No-Poaching Agreements: A Gentlemen’s Agreement or a Criminal Enterprise?

The Department of Justice has taken particular interest in examining employment agreements or practices that include no-poaching agreements – that is, agreements between companies not to recruit or hire each other’s employees. The DOJ has long taken the position that such agreements or practices violate federal antitrust laws. And at the end of the Obama Administration, the DOJ filed a series of lawsuits against several large, prominent Silicon Valley companies for allegedly entering into these illegal no-poaching agreements. The Companies settled these lawsuits for nearly $1 billion – a monumental settlement that proves the DOJ is waging an all-out war against no-poaching agreements.

While yielding its sword against these large corporations, the DOJ issued Guidance for Human Resources Professions (“HR Guidance”) to help companies that seek clarity on what restrictions on employment competition violate federal antitrust laws. The HR Guidance identifies the following two types of agreements as per se illegal:

  • “Naked wage-fixing agreements” – agreements with other companies about respective employee salary or other terms of compensation, either at a specific level or within a range; and
  • “No-poaching agreements: - agreements to refuse to solicit or hire that other company’s employees

The HR Guidance explains that these agreements could be written or unwritten, formal or informal, express or implicit, and even could be the result of a one-way communication that invited the other company to collude. And if that wasn’t enough to grab the attention of employers; the DOJ stated in its HR Guidance that it intends to pursue criminal prosecutions of future antitrust violations in addition to its historical civil enforcement.

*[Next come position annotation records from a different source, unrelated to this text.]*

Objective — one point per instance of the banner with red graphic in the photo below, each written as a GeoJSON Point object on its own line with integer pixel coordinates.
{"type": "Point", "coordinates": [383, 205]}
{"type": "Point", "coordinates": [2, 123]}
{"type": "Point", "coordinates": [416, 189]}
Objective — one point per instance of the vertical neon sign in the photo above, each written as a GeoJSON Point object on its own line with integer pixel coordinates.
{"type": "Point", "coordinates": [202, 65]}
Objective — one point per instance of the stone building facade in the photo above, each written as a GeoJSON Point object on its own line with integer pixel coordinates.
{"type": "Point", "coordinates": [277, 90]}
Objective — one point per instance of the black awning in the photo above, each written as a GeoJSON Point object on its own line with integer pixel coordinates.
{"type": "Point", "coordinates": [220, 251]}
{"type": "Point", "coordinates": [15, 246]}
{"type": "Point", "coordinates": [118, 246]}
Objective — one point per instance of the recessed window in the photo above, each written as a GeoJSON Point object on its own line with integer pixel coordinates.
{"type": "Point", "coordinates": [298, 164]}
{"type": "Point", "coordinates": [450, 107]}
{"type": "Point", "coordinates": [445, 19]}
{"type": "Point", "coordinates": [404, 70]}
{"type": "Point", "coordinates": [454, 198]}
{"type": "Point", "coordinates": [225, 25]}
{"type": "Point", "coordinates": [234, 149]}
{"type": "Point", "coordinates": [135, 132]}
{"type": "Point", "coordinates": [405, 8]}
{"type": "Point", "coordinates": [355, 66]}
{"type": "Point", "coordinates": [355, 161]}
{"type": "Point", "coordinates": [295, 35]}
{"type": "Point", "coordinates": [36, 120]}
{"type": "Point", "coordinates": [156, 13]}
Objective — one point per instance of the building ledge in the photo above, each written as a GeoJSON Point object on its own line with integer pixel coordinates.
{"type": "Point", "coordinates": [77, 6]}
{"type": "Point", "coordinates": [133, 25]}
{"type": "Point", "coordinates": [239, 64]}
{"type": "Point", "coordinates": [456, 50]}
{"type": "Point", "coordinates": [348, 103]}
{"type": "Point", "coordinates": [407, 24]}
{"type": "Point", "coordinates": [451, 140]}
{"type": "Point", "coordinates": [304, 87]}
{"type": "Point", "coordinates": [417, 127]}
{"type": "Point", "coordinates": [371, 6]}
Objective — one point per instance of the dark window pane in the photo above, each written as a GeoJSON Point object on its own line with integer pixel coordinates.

The DOJ has stayed true to its promise to eliminate no-poaching agreements and this April reached a settlement with two of the world’s largest rail equipment suppliers after the DOJ claimed the companies had long agreed not to compete against one another for employees. The DOJ declined criminal prosecution of this “no-poach” conduct because the companies terminated these agreements before October 2016 (when the DOJ published the HR Guidance) and because the companies were forthcoming with the DOJ. The settlement imposed a number of onerous compliance provisions, including the companies’ respective appointments of an antitrust compliance officer, notification of the settlement to all employees, training on no-poaching agreements for top management, and published notice of the settlement to the rail industry.

Employers: take note of the DOJ’s aggressive enforcement of no-poaching agreements. Consider implementing portions of the DOJ’s recent settlement such as appointing an antitrust compliance officer and training top management on the illegality of formal and informal no-poaching agreements. A proactive approach to rid your company of these historical gentlemen’s agreements can prevent a federal indictment.